Do you like Dark Beers or avoid them like the plague?  Why is a Fest Beer golden or an Oktoberfest orangish brown?  Does the beer’s color affect its flavor?  What is color and how is it measured in beer? The frequencies an object radiates electromagnetic radiation determines the color we see. This ranges from 420 nm, which appears indigo through 750 nm, seen as a red so deep it looks black.  Beer color is measured on a scale from 1 to 60 known as the Standard Reference Method or SRM for short.

What does this mean to your taste buds?  Well, the lighter your beer’s color the lower it’s SRM and the darker your beer the higher it’s SRM.  According to the Beer Judge Certification Program, an American Light Lager has an SRM of 2 to 3 (CBH S189 is about 3 SRM).  American IPA’s range from SRM 6 to 14 (CBH IPA is about 7 SRM) and an Irish Stout should be between SRM 25 to 40 (CBH 3 Steve Stout is about 36 SRM).  While the color of your beer may provide the first clues about its taste, color is not a reliable indication of the actual taste.

Every stage of brewing beer affects the final color and taste.  One of the most influential factors is the types of grain used.  Malting is the process of converting raw grains into something that can be used for brewing called malts.  The more the grains are roasted after malting, the darker its color. This coloring is due to the Maillard Reaction and contributes a lot of your beer’s flavors and aromas, including caramel, coffee and chocolate as the most noticeable.

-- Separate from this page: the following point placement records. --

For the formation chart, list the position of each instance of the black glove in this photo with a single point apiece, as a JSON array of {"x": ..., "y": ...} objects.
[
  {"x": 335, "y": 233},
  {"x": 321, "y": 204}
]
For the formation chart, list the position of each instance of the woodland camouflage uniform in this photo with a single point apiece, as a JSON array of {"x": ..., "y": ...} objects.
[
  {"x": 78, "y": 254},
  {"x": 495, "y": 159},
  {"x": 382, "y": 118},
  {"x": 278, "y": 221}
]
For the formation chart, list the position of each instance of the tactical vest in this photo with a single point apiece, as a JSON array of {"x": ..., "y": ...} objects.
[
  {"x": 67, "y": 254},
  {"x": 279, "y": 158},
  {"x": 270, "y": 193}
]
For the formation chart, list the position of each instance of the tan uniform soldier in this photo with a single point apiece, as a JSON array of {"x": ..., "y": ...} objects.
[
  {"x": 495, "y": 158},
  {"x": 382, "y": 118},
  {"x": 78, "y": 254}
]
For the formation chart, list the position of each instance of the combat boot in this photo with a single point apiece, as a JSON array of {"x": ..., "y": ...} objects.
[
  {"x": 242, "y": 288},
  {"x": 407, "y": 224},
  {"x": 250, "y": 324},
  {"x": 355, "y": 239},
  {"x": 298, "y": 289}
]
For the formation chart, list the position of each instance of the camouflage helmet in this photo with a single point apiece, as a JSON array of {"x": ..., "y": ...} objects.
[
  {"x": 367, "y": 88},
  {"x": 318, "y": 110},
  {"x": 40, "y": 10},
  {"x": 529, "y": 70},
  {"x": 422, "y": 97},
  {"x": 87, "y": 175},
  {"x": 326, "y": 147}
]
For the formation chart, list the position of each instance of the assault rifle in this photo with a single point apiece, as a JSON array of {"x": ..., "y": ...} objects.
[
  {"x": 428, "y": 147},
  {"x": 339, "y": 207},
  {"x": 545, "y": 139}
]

Once the grains and malts are chosen, time and pH in the mashing process also affects color and flavors. During fermentation, yeast and particle removal will change the color and flavor of the final beer.   Then of course there are adjuncts that get added to the beer.  Many adjuncts will radically affect the beer ‘s color, especially fruits like raspberries or blueberries added to cream ale. 

Just because a beer is dark, it does not mean it is heavy or higher in alcohol.  A Guiness Stout is a light thin beer with an abv about 4.2% but dark in color.  Then on the lighter color side, a Golden Strong Ale is usually thicker tasting and above 8% abv. Try a range of different colored beers and see how the colors affect what you really taste.  Breweries and Brew Pubs will let you order beer samples so you don’t have to drink a six pack to try many different beers.  You can blind taste them and see which you really enjoy.